Hi, I am Luca, 28, Italian, I am confused. Here is my story (sorry for my bad English and sorry if it is so long).
Everything started with a love story, the most beautiful and important love of my life. At the time I was in love with this girl, we spent 2 years together. Everything was perfect, fantastic, I truly loved her. Then everything started to fall. During a period of distance cause of a trip abroad she got friend with a friend of mine. They were like brother and sister. I felt extremely jealous of this, I felt like she preferred him and I stated to think they were lovers. Could not accept it. I hated that guy with all myself, I desired with all my heart him to disappear. I even think to kill him. I became a horrible man, extremely anxious, paranoid, and depressed. Obviously, soon our story started to crumble and together with it my identity fell. I was very miserable and lose control of myself. Friends started to say that I was gay although I never had any attraction with men before, nothing at all. I always loved women and had many girls and other important stories. But, at a certain point, I started to think that it was true, I might be gay. Actually, the first time I got that idea seriously, I thought that I was in love with that friend of mine, the one that I wanted to kill.
Since that day, which was 5 years ago my life has been a nightmare. I had panic attacks, a deep depression and a ****** my life. Still I try to fight, alone, never asked any help. And this was a huge mistake. One year later I met another girl, which I have been with for almost 3 years. I think I loved her, but I am not sure as I am no more sure of everything about me. I can’t understand me at all.
She truly loved me, but I couldn’t d the same, I tried with all my heart but no way because for all these years I always had this part of me saying that I am gay. I tried to cancel it, to ignore it. But it is always in my mind. Always. I can’t think of anything else. I am going crazy.
The point is that later I started to look at men in a different way. Now I like men, I feel something when I meet a good lucking guy. And when I realise this I go extremely anxious and start thinking “you see, u r definitely gay”. I started to like girls less as well, and now very rarely views of a nice girl arouse me. Despite of all this, I still like to have sex with girls, and with my ex-girlfriend I was always horny and had a great sex life with her.
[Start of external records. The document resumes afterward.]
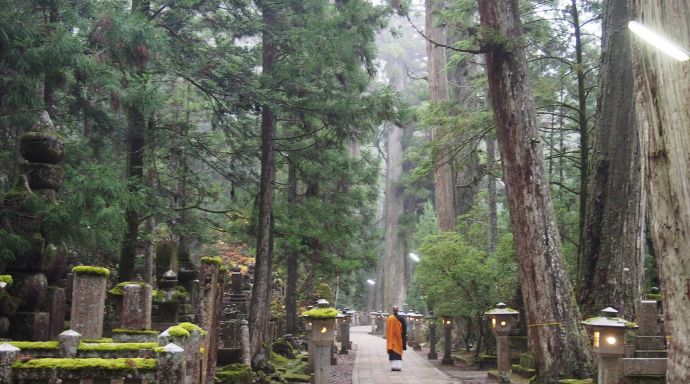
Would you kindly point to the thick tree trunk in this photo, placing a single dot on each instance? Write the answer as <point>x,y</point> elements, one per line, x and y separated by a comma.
<point>291,258</point>
<point>612,265</point>
<point>444,185</point>
<point>393,262</point>
<point>260,314</point>
<point>663,93</point>
<point>560,347</point>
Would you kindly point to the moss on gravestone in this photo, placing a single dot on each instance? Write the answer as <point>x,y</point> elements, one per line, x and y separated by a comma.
<point>89,270</point>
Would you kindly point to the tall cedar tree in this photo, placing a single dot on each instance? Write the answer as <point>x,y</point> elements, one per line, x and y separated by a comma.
<point>611,259</point>
<point>551,311</point>
<point>662,90</point>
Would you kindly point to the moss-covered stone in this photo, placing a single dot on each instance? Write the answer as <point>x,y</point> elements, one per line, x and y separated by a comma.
<point>212,260</point>
<point>191,327</point>
<point>116,346</point>
<point>43,345</point>
<point>89,270</point>
<point>135,331</point>
<point>119,289</point>
<point>88,363</point>
<point>177,331</point>
<point>235,374</point>
<point>321,313</point>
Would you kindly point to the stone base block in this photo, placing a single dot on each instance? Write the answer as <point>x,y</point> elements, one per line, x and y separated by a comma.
<point>135,337</point>
<point>650,343</point>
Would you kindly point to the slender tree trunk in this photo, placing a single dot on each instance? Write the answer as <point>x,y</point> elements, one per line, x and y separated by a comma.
<point>393,262</point>
<point>491,195</point>
<point>550,308</point>
<point>662,95</point>
<point>612,265</point>
<point>582,117</point>
<point>260,315</point>
<point>291,257</point>
<point>438,92</point>
<point>136,126</point>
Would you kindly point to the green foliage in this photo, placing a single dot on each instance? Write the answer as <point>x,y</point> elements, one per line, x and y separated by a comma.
<point>459,279</point>
<point>89,270</point>
<point>88,363</point>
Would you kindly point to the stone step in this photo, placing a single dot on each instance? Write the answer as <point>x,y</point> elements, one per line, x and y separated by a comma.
<point>653,353</point>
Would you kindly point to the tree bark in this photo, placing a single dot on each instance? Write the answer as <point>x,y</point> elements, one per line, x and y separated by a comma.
<point>393,262</point>
<point>291,258</point>
<point>550,306</point>
<point>611,272</point>
<point>444,187</point>
<point>661,85</point>
<point>260,314</point>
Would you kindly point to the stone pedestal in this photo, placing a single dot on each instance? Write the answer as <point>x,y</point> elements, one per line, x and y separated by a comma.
<point>447,344</point>
<point>503,357</point>
<point>432,342</point>
<point>136,307</point>
<point>56,307</point>
<point>88,304</point>
<point>171,368</point>
<point>610,369</point>
<point>69,342</point>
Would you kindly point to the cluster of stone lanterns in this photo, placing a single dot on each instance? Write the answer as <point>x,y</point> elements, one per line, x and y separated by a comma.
<point>608,343</point>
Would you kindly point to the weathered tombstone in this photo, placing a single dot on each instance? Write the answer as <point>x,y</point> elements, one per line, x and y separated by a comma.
<point>171,365</point>
<point>69,342</point>
<point>136,307</point>
<point>88,300</point>
<point>56,302</point>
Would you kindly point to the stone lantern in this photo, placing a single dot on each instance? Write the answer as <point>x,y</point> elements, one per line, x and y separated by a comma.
<point>608,343</point>
<point>502,321</point>
<point>322,321</point>
<point>431,321</point>
<point>447,342</point>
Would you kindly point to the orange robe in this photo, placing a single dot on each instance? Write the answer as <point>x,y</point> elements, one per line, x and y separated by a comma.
<point>394,335</point>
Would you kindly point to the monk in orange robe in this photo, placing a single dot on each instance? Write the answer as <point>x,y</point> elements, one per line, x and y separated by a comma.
<point>396,339</point>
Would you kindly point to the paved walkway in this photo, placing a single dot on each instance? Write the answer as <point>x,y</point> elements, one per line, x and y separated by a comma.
<point>372,366</point>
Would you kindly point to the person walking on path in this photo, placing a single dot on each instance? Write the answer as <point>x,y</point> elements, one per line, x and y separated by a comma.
<point>396,338</point>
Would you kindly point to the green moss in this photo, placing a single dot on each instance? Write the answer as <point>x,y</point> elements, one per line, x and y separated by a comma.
<point>235,374</point>
<point>77,364</point>
<point>212,260</point>
<point>101,340</point>
<point>191,327</point>
<point>89,270</point>
<point>321,313</point>
<point>117,346</point>
<point>177,331</point>
<point>35,344</point>
<point>135,331</point>
<point>297,378</point>
<point>119,289</point>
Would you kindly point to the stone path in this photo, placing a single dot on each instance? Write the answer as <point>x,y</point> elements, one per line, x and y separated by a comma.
<point>372,366</point>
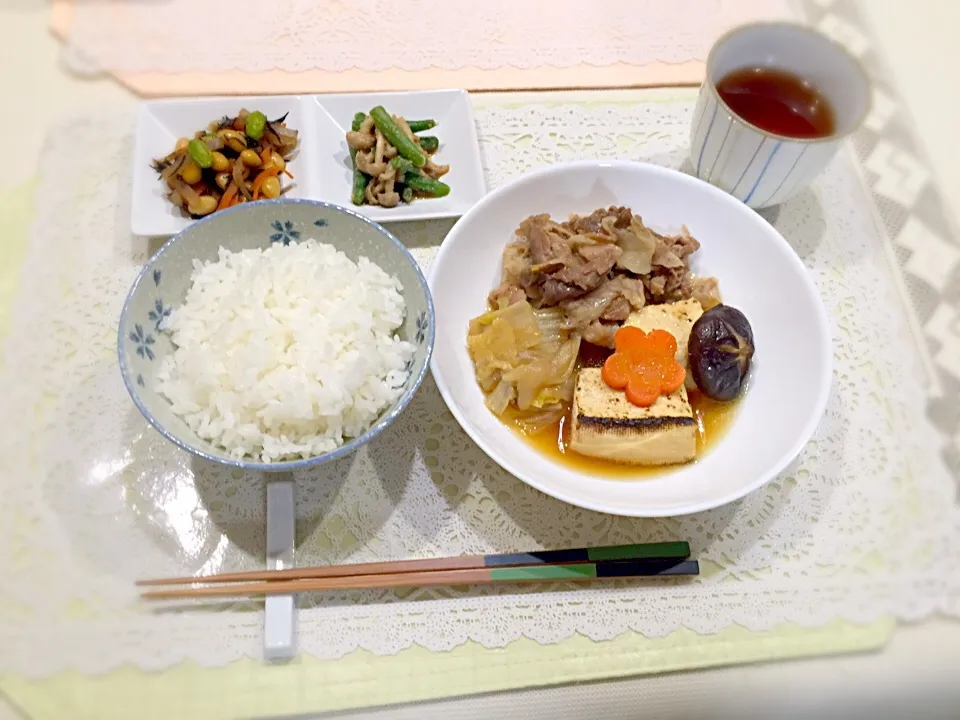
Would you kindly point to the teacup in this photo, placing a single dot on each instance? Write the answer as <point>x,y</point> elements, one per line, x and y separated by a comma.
<point>760,167</point>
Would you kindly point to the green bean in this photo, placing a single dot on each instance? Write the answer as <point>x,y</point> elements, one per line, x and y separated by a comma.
<point>429,143</point>
<point>256,124</point>
<point>421,125</point>
<point>429,186</point>
<point>396,137</point>
<point>200,153</point>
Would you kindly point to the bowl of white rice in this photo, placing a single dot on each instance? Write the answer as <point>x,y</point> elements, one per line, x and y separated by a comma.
<point>276,335</point>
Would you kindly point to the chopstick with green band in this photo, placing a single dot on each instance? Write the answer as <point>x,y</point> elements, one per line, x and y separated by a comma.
<point>600,570</point>
<point>646,552</point>
<point>577,572</point>
<point>578,555</point>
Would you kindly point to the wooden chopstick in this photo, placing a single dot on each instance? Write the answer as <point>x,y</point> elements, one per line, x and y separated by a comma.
<point>577,572</point>
<point>643,551</point>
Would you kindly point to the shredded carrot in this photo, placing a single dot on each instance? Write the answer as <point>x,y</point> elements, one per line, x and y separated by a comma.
<point>228,196</point>
<point>258,182</point>
<point>644,365</point>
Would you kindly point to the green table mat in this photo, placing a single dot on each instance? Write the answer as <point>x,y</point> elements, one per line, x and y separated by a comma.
<point>248,688</point>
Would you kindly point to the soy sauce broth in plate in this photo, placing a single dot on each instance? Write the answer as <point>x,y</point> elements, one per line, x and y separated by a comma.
<point>777,101</point>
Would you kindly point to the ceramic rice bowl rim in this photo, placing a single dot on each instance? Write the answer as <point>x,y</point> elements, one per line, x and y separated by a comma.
<point>398,407</point>
<point>822,321</point>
My “demon” is (I feel so shame saying this) my anus. From the first time I had serious thoughts of being gay, I started to feel kind of a pain down there. It’s like that place is torturing me. It is always reminding me that it exists. It’s like it always say to me “you are gay. U r gay...”. Always.
After years of this life I am pretty sure now that I am gay. I am trying to accept this but is very hard. What concern me as well is that despite of my effort I can’t see myself having sex with a man. I never had any erection seeing beautiful men or watching gay-porn movies. Nothing. All that I feel is down there. Now instead of feeling pain, I fell more something like it wants something inside there. I know, sounds crazy but it is true. On the other hand, I can still have good sex with girls, everything works fine and I always get to an orgasm.
So, in the hand, can anyone give me advice?? Am I crazy or what?? I am very tired of all this. I want to understand myself, accept myself and find peace with myself because right now I only hate myself. I am always wondering of killing me, I am too tired of all of this. It’s a torture. It’s too mch.
I am seeing a therapist since a few months. He is helping me to deal with all this, letting me understand myself. Though, sometimes I feel like he clearly wants my to accept that I am gay, which might be fine, but I am not 100% sure yet.